Suffolk native takes command in Alaska
Allison T. Williams
A Suffolk native made Alaskan military history on Friday.
Maj. Katrina Pillow, 36, took over the reins of the 297th Support Battalion of the Alaska Army National Guard, becoming the first black woman ever to command a battalion in the state’s guard.
“I’m excited,” said Pillow, who started with the battalion in 1994. “It’s a wonderful opportunity to lead these soldiers, and it’s a real honor to grow up in that battalion and then take it to the next level.
“It feels great to have this opportunity. It’s all about having goals and striving to reach them.”

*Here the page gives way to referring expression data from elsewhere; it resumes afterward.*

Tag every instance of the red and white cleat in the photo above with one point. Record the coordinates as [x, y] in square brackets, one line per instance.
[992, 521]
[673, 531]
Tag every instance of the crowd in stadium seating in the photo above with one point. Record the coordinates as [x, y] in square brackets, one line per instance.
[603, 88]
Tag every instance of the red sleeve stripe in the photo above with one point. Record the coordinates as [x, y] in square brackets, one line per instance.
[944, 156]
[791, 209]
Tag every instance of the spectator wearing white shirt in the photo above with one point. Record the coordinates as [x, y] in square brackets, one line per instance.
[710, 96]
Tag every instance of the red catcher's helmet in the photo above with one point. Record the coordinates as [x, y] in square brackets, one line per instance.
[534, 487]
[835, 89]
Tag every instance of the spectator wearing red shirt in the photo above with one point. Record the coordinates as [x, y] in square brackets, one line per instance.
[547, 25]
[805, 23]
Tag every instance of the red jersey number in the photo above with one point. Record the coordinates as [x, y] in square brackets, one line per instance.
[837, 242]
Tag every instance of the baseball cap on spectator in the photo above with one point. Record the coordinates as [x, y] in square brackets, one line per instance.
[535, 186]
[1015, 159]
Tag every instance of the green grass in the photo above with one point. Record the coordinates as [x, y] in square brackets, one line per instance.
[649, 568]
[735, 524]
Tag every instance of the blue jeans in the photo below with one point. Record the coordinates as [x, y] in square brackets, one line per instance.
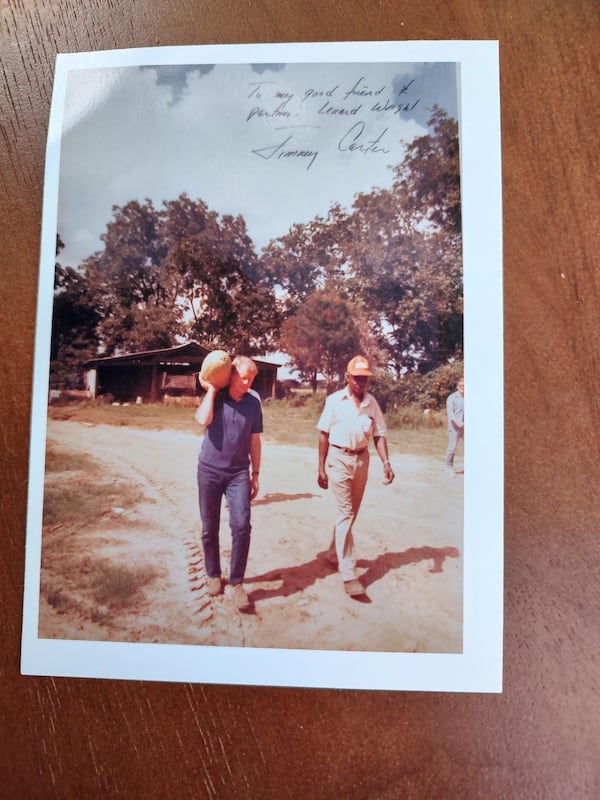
[212, 485]
[454, 437]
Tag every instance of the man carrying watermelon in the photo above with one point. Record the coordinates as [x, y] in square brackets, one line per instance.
[228, 464]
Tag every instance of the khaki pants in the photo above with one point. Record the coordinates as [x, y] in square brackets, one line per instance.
[347, 477]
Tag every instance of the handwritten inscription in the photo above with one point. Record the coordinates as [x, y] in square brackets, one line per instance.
[282, 151]
[322, 108]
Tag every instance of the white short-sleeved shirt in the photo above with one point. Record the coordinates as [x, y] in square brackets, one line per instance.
[348, 425]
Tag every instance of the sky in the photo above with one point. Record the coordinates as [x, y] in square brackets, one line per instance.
[276, 143]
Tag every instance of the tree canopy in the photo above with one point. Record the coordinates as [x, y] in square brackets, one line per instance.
[383, 276]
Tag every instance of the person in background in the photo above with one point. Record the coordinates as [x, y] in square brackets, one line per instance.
[348, 421]
[455, 409]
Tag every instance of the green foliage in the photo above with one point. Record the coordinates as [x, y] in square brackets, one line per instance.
[322, 336]
[74, 324]
[428, 391]
[383, 278]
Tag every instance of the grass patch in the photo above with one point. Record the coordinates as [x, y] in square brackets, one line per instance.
[291, 421]
[96, 590]
[77, 489]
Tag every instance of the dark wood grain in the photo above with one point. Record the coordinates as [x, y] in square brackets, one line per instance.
[68, 738]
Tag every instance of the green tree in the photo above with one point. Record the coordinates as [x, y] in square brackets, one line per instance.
[305, 259]
[217, 275]
[134, 291]
[74, 322]
[322, 336]
[403, 250]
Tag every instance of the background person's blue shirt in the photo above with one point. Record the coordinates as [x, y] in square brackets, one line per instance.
[226, 442]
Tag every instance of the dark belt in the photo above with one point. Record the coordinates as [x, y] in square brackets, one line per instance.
[349, 451]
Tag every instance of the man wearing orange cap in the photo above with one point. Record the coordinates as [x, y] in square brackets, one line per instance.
[349, 419]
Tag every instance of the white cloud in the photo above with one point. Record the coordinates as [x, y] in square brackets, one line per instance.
[277, 146]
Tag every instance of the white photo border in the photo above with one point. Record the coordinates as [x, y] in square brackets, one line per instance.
[479, 667]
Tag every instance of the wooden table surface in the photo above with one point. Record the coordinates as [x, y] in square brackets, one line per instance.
[69, 738]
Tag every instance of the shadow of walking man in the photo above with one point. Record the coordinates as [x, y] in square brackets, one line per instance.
[298, 578]
[380, 566]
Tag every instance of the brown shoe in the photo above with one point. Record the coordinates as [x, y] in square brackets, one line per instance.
[214, 586]
[240, 598]
[354, 588]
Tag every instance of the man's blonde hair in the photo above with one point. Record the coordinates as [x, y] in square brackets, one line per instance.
[244, 361]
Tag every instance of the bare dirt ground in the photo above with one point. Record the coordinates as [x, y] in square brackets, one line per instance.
[408, 539]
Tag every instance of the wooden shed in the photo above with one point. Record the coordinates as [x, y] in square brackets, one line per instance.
[152, 376]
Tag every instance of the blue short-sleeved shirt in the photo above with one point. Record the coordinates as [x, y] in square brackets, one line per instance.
[226, 443]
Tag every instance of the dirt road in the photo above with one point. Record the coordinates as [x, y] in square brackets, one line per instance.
[408, 542]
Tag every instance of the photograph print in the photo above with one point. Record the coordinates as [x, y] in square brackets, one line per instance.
[250, 369]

As commander of the 297th, Pillow will oversee more than 550 soldiers, said Christine Nangle, a National Guard spokeswoman. Many members of the unit are scheduled to ship to Iraq and Afghanistan this summer with the largest deployment in Alaska Army National Guard history.

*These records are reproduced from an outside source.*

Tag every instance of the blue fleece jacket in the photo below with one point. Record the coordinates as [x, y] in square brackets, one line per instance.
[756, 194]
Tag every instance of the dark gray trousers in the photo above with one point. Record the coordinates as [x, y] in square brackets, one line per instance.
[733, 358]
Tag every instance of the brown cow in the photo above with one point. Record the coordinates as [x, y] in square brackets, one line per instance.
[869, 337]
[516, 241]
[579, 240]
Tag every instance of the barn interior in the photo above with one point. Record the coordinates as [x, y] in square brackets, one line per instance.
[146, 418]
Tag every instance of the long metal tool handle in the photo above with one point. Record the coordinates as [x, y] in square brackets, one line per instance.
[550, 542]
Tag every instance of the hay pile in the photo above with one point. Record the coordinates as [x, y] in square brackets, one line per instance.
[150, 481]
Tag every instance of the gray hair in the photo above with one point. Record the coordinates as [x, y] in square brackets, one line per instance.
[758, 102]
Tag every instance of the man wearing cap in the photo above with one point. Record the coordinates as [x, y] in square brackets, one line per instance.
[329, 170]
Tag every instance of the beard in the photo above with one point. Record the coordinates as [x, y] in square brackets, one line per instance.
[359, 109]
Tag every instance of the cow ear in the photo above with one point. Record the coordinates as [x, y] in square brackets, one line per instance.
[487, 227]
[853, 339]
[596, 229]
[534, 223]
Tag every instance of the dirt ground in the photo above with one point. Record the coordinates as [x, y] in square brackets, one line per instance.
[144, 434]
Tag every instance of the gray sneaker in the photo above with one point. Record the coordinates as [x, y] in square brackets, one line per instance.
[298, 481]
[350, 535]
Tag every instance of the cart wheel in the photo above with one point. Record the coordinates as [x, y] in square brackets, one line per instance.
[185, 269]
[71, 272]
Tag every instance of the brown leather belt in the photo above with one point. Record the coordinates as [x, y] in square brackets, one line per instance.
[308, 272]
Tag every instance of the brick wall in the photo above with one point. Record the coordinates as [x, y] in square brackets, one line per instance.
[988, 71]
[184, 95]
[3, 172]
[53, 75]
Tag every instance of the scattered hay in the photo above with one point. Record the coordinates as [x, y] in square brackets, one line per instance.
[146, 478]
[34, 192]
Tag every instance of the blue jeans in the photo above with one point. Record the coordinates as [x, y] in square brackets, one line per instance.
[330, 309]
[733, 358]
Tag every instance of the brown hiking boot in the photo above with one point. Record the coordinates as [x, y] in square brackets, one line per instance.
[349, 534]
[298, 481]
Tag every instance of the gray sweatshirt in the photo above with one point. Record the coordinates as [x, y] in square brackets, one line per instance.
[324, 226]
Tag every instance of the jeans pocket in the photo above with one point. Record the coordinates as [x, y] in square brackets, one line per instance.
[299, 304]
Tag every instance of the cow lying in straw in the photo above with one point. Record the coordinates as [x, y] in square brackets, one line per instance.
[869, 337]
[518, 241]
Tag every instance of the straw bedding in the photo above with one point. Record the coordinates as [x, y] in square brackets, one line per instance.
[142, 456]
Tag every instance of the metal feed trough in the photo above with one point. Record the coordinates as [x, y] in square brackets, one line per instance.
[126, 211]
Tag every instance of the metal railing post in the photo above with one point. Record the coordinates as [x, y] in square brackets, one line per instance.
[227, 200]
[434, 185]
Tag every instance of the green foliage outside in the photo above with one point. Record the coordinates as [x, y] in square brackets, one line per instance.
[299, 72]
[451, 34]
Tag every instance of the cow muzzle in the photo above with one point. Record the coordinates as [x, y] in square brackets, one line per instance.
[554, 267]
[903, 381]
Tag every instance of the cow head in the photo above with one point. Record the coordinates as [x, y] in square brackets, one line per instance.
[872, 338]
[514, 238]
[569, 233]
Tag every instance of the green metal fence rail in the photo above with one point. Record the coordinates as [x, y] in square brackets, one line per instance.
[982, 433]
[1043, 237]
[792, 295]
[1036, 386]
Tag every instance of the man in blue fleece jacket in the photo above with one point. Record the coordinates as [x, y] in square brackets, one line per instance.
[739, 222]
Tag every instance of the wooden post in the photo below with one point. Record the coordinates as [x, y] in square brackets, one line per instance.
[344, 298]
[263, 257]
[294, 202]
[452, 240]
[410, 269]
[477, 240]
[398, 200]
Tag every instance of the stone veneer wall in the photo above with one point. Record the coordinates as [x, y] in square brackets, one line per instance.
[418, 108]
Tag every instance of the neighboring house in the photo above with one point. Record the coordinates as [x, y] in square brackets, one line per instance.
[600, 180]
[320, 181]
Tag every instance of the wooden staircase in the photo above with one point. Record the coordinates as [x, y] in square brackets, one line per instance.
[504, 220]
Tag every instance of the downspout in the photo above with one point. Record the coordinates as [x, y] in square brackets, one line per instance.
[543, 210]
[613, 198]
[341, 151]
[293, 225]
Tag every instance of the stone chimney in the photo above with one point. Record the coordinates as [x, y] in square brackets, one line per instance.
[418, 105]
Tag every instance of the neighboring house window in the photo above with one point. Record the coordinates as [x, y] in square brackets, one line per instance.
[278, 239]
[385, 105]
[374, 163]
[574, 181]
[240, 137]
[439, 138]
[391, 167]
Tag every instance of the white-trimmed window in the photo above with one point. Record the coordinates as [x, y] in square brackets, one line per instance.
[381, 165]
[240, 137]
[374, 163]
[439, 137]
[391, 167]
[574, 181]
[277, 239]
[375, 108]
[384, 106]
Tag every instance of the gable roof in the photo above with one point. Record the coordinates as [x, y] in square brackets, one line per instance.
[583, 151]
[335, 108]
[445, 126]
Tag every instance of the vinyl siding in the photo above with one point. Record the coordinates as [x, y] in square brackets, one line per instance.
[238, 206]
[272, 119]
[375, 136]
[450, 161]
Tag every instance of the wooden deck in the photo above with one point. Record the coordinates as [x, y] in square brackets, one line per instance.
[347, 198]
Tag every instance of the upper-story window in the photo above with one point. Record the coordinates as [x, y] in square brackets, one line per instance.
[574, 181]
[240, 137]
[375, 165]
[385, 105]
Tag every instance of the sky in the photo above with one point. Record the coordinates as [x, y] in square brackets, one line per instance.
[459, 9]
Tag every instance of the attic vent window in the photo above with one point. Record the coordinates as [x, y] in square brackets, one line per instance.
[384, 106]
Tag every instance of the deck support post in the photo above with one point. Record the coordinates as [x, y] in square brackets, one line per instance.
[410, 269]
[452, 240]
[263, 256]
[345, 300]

“Maj. Pillow is a complete asset to the Alaska National Guard,” Nangle said. “She has proven time and again through her leadership skills and talent that she is more than ready to take on this position.”
Pillow, who is the daughter of the late Ronneld D. Gardener and Julpenia K. Gardener, spent most of her early years in Suffolk. She belongs to Laurel Hill United Church of Christ in Suffolk.
Her grandparents, Katie and Johnnie Knight, and several other relatives still live in the Holland area.
Pillow moved to Tennessee when she was in the sixth grade, where she graduated from high school in 1987 and joined the Army Reserves in 1989. While in college, she participated in the Reserve Officer Training Course at Vanderbilt University, Nashville, Tenn.
Pillow, who holds master’s degrees in health administration and human resources from the University of La Verne in California, joined the Alaska National Guard in 1994.
She and her husband, 1st Lt. Robert L. Pillow III, have two children, Robert, 12 and Sarena, 8.
Pillow says she would like to set an example for today’s youth.
“It’s so important for kids to realize the importance of getting a good education, doing the best they can in school and having a good attitude,” she said. “As long as you do that, the only limits you face will be the one you set for yourself.”